Pharmacological inhibition of BAG3-HSP70 with the proposed cancer therapeutic JG-98 is toxic for cardiomyocytes

The co-chaperone Bcl2-associated athanogene-3 (BAG3) maintains cellular protein quality control through the regulation of heat shock protein 70 (HSP70). Cancer cells manipulate BAG3-HSP70-regulated pathways for tumor initiation and proliferation, which has led to the development of promising small molecule therapies, such as JG-98, which inhibit the BAG3-HSP70 interaction and mitigate tumor growth. However, it is not known how these broad therapies impact cardiomyocytes, where the BAG3-HSP70 complex is a key regulator of protein turnover and contractility. Here, we show that JG-98 exposure is toxic in neonatal rat ventricular myocytes (NRVMs). Using immunofluorescence microscopy to assess cell death, we found that Apoptosis increased in NRVMs treated with JG-98 doses as low as 10 nM. JG-98 treatment also reduced Autophagy flux and altered expression of BAG3 and several binding partners involved in BAG3-dependent Autophagy, including SYNPO2 and HSPB8. We next assessed protein half-life with disruption of the BAG3-HSP70 complex by treating with JG-98 in the presence of cycloheximide and found BAG3, HSPB5, and HSPB8 half-lives were reduced, indicating that complex formation with HSP70 is important for their stability.
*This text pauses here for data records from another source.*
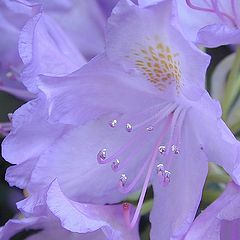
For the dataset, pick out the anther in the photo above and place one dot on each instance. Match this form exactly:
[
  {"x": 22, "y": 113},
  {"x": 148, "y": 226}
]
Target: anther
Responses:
[
  {"x": 162, "y": 149},
  {"x": 113, "y": 123},
  {"x": 126, "y": 205},
  {"x": 115, "y": 164},
  {"x": 167, "y": 176},
  {"x": 175, "y": 149},
  {"x": 128, "y": 127},
  {"x": 123, "y": 180},
  {"x": 9, "y": 74},
  {"x": 150, "y": 128},
  {"x": 160, "y": 169},
  {"x": 10, "y": 115},
  {"x": 102, "y": 155}
]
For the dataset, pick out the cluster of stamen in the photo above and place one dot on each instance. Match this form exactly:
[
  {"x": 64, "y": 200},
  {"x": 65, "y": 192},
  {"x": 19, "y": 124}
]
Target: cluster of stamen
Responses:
[
  {"x": 6, "y": 127},
  {"x": 170, "y": 132},
  {"x": 213, "y": 6},
  {"x": 158, "y": 63}
]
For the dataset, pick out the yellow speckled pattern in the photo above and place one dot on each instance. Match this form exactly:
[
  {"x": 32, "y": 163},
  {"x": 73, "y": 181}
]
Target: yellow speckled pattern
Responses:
[{"x": 158, "y": 63}]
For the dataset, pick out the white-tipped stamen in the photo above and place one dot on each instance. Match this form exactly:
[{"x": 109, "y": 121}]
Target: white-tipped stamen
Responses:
[
  {"x": 128, "y": 127},
  {"x": 115, "y": 164},
  {"x": 162, "y": 149},
  {"x": 160, "y": 169},
  {"x": 175, "y": 149},
  {"x": 102, "y": 155},
  {"x": 123, "y": 180},
  {"x": 167, "y": 176},
  {"x": 10, "y": 115},
  {"x": 150, "y": 128},
  {"x": 113, "y": 123}
]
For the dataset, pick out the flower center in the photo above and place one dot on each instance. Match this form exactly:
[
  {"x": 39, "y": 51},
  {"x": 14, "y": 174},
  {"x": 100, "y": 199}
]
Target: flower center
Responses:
[
  {"x": 157, "y": 63},
  {"x": 160, "y": 126},
  {"x": 213, "y": 6}
]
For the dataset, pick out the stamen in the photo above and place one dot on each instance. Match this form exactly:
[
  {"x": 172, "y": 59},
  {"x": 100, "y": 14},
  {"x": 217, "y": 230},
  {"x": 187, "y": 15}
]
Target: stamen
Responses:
[
  {"x": 123, "y": 180},
  {"x": 10, "y": 116},
  {"x": 175, "y": 149},
  {"x": 113, "y": 123},
  {"x": 102, "y": 155},
  {"x": 160, "y": 169},
  {"x": 167, "y": 176},
  {"x": 162, "y": 149},
  {"x": 151, "y": 162},
  {"x": 149, "y": 129},
  {"x": 115, "y": 165},
  {"x": 5, "y": 128},
  {"x": 128, "y": 127}
]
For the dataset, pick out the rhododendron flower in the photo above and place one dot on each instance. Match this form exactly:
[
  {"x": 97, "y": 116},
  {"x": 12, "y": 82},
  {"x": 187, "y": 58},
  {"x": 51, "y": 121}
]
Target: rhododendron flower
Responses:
[
  {"x": 210, "y": 23},
  {"x": 55, "y": 51},
  {"x": 56, "y": 217},
  {"x": 11, "y": 23},
  {"x": 221, "y": 220},
  {"x": 135, "y": 115}
]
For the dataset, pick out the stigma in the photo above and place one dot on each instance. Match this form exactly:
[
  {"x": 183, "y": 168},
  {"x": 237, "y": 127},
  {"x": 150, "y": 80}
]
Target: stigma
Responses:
[{"x": 160, "y": 125}]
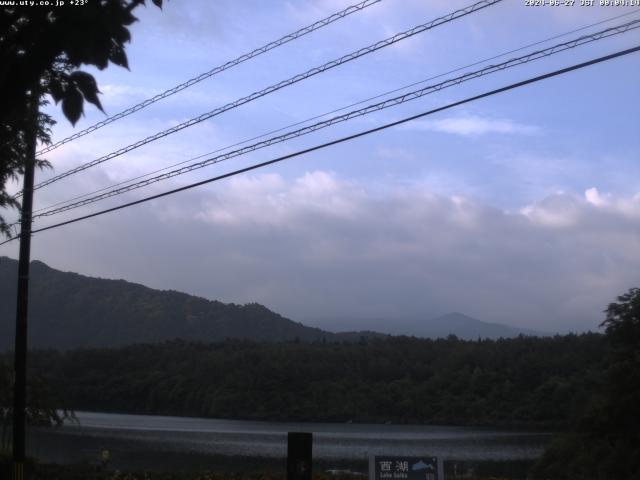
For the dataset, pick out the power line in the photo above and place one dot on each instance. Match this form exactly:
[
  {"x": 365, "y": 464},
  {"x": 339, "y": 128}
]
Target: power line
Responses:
[
  {"x": 315, "y": 117},
  {"x": 347, "y": 138},
  {"x": 285, "y": 83},
  {"x": 214, "y": 71},
  {"x": 355, "y": 113}
]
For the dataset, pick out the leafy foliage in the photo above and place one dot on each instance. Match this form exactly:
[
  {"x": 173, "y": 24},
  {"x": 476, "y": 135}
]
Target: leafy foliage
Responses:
[
  {"x": 605, "y": 443},
  {"x": 522, "y": 381},
  {"x": 41, "y": 49},
  {"x": 68, "y": 310},
  {"x": 44, "y": 406}
]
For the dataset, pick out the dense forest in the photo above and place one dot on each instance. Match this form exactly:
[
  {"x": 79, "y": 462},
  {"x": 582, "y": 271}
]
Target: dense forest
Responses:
[
  {"x": 524, "y": 381},
  {"x": 68, "y": 310}
]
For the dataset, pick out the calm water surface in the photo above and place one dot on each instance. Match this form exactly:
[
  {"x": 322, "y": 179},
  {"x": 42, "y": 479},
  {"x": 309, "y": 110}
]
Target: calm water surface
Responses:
[{"x": 142, "y": 440}]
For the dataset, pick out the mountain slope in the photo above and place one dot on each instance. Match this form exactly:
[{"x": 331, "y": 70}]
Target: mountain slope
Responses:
[
  {"x": 68, "y": 310},
  {"x": 465, "y": 327}
]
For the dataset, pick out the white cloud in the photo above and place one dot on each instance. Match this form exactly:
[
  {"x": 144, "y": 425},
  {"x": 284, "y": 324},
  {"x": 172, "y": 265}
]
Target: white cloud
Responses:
[
  {"x": 327, "y": 247},
  {"x": 473, "y": 125}
]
Next, we assessed sarcomere structure using super-resolution microscopy and found that disrupting the interaction with HSP70 leads to sarcomere structural disintegration. To determine whether the effects of JG-98 could be mitigated by pharmacological Autophagy induction, we cotreated NRVMs with rapamycin, which partially reduced the extent of Apoptosis and sarcomere disarray. Finally, we investigated whether the effects of JG-98 extended to skeletal myocytes using C2C12 myotubes and found again increased Apoptosis and reduced autophagic flux. Together, our data suggest that nonspecific targeting of the BAG3-HSP70 complex to treat Cancer may be detrimental for cardiac and skeletal myocytes.